Tips for cleansing data in Tableau prep
Most datasets have flaws. To ensure that your data is presented accurately in a visualization, a prerequisite step involves extracting, transporting, and loading (ETL) the data into Tableau Prep through the Connection pane, shown in the following figure).
After the Connections pane processes the data via import, the table will either appear on the Flow pane (see the figure below), or you must drag one or more tables to the Flow pane. The Flow pane is also referred to as a canvas interchangeably.
You can then add one or more steps to begin cleansing your data by pressing the + sign, also shown in the figure.
Common cleansing options available throughout Tableau include:
- Remove duplicates: Select Duplicate Field to remove duplicate rows in your dataset.
- Rename fields: To make your field names more meaningful, you should rename the fields using Tableau Prep by selecting Rename Field.
- Remove null values: Select Filter and then Null Values to eliminate null or missing values from your dataset.
- Split columns: Select Split Values if you need to split a column into multiple columns.
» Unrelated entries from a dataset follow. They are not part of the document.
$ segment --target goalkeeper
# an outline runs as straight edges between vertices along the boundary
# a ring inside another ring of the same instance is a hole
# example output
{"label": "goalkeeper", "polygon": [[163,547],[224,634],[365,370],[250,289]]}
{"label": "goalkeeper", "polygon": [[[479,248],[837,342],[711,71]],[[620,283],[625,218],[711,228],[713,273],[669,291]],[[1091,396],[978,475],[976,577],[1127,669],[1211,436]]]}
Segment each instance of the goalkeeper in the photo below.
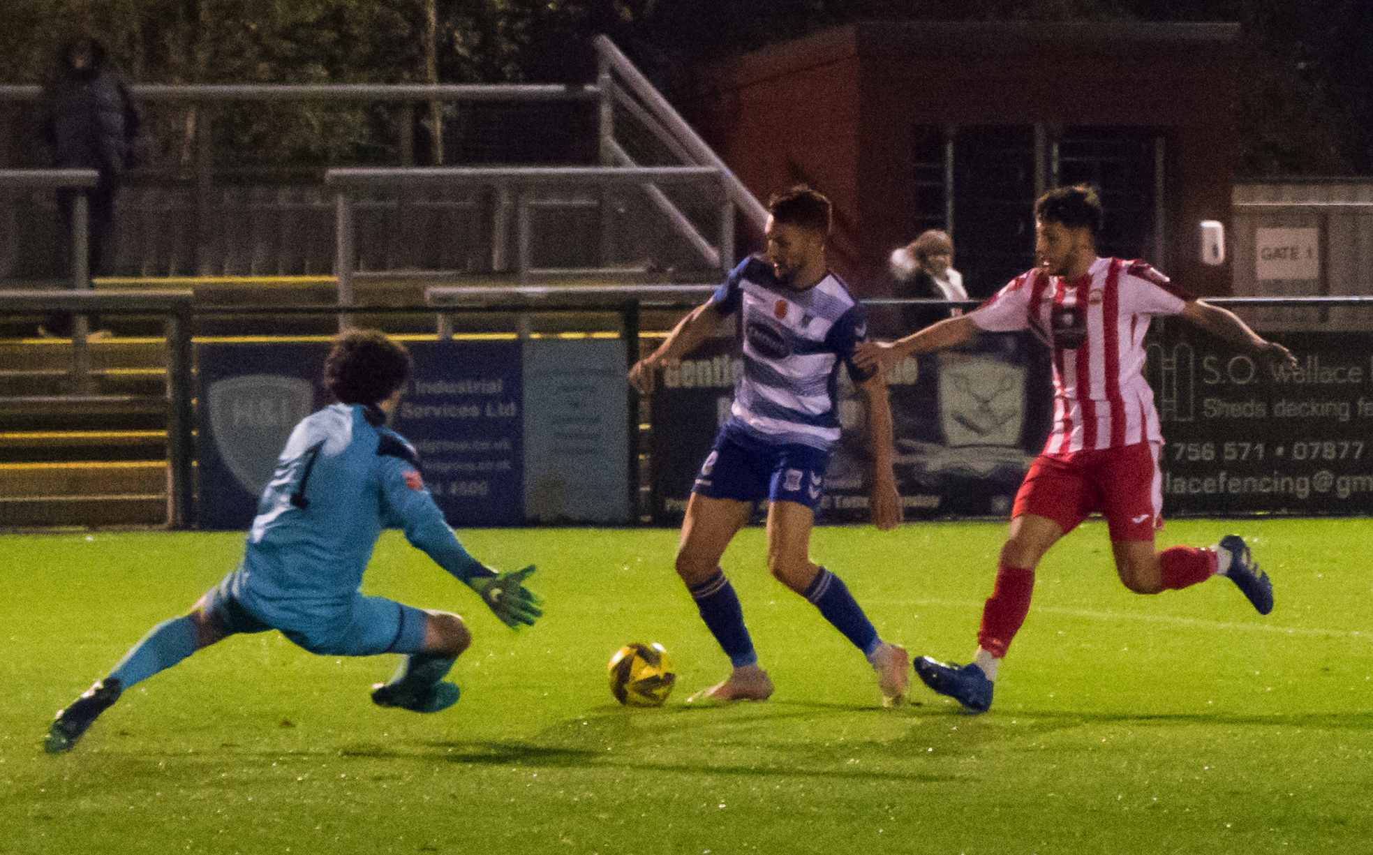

For example, there might be multiple values. Or perhaps you want to break up values from A–L and M–Z. Those are classic examples of where using the Split Values option is appropriate.
- Change a data type: Sometimes Tableau doesn’t select the correct data type. For example, a field may be recognized as a string, but all the values are numeric. In that case, you select the Data Type icon in the left corner of each column to change the data type. The icon appears initially as the letters ABC.
- Clean: You may find erroneous characters that appear frequently in a column. Should that be the case, select Clean and then choose among these options that appear: Make Uppercase, Make Lowercase, Remove Numbers, Remove Letters, and Remove Punctuation.
- Filter data: Use the Filter option to remove any unnecessary rows from your data, including selected or wildcard values.
Although there are many other data cleansing options, these are Tableau’s most utilized ones. The image below provides an example of the menu where you can find all these filtering features to begin the data-cleansing journey in Tableau Prep.